More than a third of the state’s roads are fair or poor condition, costing the average Massachusetts driver an estimated $156 each year in repair costs, increased fuel consumption and tire wear.

That’s one finding of a new report released Monday looking at the state’s pothole-plagued roads, crumbling bridges and cash-strapped public transit systems.

The report was commissioned by a coalition of unions, business and civic groups who hope to renew a debate over the state’s transportation needs — and what they say are the new revenues needed to fix the problem.

Those revenues should include a hike in the state gas tax and expanded tolling beyond the Massachusetts Turnpike, some supporters of the report said.

“We have to really make a decision about whether or not we are going to endanger public safety and endanger our economic competitiveness or whether we are going to step up and put some more money into the system,” said Marc Draisen, executive director of the Metropolitan Area Planning Council and a member of the coalition.

The study by the Washington, D.C.-based nonprofit group The Road Information Program (TRIP) paints a sobering picture of the states’ roads, bridges and rails.

Massachusetts’ highways are among the busiest in the nation, with traffic increasing 20 percent between 1990 and 2005 and expected to jump another 20 percent by 2025, the report said.

On average, Massachusetts roads see 66 percent more traffic than the national average, placing the state fifth in the nation for daily traffic volume on major roads behind New Jersey, Maryland, Connecticut and Hawaii.

All that wear and tear has taken a toll — both on road conditions and driver’s wallets, the report said.
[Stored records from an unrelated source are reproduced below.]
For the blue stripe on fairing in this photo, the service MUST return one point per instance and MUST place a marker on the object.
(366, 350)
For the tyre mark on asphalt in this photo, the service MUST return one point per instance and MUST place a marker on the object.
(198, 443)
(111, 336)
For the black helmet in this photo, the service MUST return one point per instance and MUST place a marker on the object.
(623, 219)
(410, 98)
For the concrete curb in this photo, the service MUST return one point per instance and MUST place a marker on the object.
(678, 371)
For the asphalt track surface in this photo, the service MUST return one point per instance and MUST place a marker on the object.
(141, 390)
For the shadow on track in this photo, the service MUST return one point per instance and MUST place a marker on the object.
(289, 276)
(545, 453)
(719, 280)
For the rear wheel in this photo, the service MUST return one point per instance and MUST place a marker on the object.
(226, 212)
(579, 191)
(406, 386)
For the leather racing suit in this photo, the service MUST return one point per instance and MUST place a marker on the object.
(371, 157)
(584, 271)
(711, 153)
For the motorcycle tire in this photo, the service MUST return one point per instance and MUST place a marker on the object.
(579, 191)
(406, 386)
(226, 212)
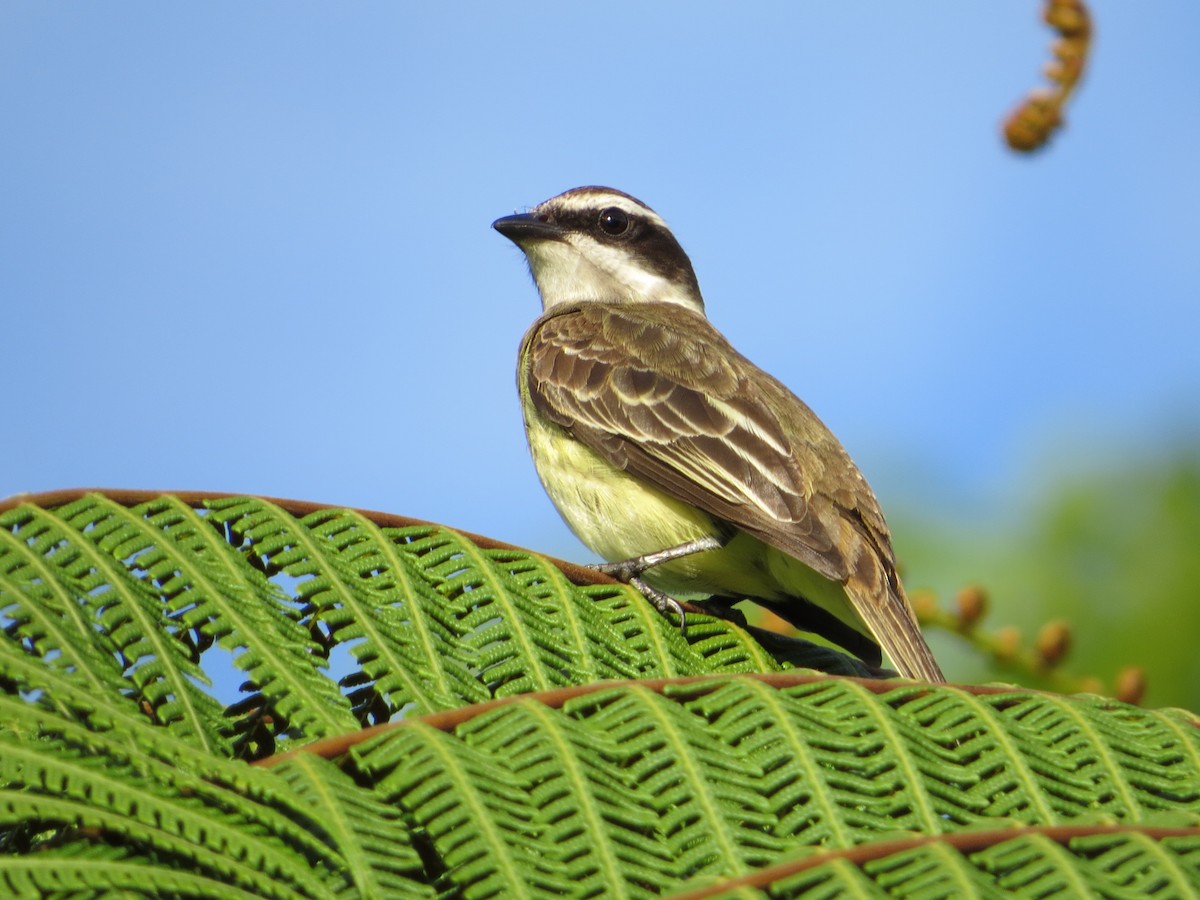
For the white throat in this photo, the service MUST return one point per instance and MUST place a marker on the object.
(579, 269)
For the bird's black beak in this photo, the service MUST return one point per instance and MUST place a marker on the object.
(527, 227)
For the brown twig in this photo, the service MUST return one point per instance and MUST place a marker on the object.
(1030, 126)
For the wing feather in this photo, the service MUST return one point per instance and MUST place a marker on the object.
(677, 406)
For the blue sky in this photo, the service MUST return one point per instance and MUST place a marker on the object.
(246, 246)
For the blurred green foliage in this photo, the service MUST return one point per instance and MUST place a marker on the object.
(1113, 549)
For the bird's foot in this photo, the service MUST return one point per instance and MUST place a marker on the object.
(625, 570)
(629, 571)
(664, 603)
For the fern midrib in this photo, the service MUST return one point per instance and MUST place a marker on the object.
(499, 593)
(132, 876)
(357, 868)
(167, 649)
(282, 665)
(189, 769)
(997, 730)
(133, 797)
(581, 790)
(912, 780)
(822, 795)
(712, 814)
(1113, 768)
(480, 817)
(65, 643)
(426, 641)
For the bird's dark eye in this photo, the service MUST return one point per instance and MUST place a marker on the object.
(613, 221)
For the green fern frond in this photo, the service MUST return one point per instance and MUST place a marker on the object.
(119, 763)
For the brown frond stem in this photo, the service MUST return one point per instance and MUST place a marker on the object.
(450, 719)
(966, 841)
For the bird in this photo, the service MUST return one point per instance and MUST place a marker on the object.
(677, 460)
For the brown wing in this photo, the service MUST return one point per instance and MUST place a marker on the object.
(661, 394)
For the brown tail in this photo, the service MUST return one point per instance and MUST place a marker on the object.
(888, 615)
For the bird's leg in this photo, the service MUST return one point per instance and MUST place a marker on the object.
(629, 571)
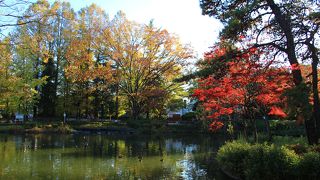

Driving on roads in need of repairs in Massachusetts costs motorists an extra $718 million a year. Poor road conditions can also lead to increased accidents and traffic deaths.

On average, about 454 people die each year in car accidents in Massachusetts. Traffic accidents cost the state $6.3 billion a year, or about $988 for every resident in medical costs, lost productivity, insurance and legal costs.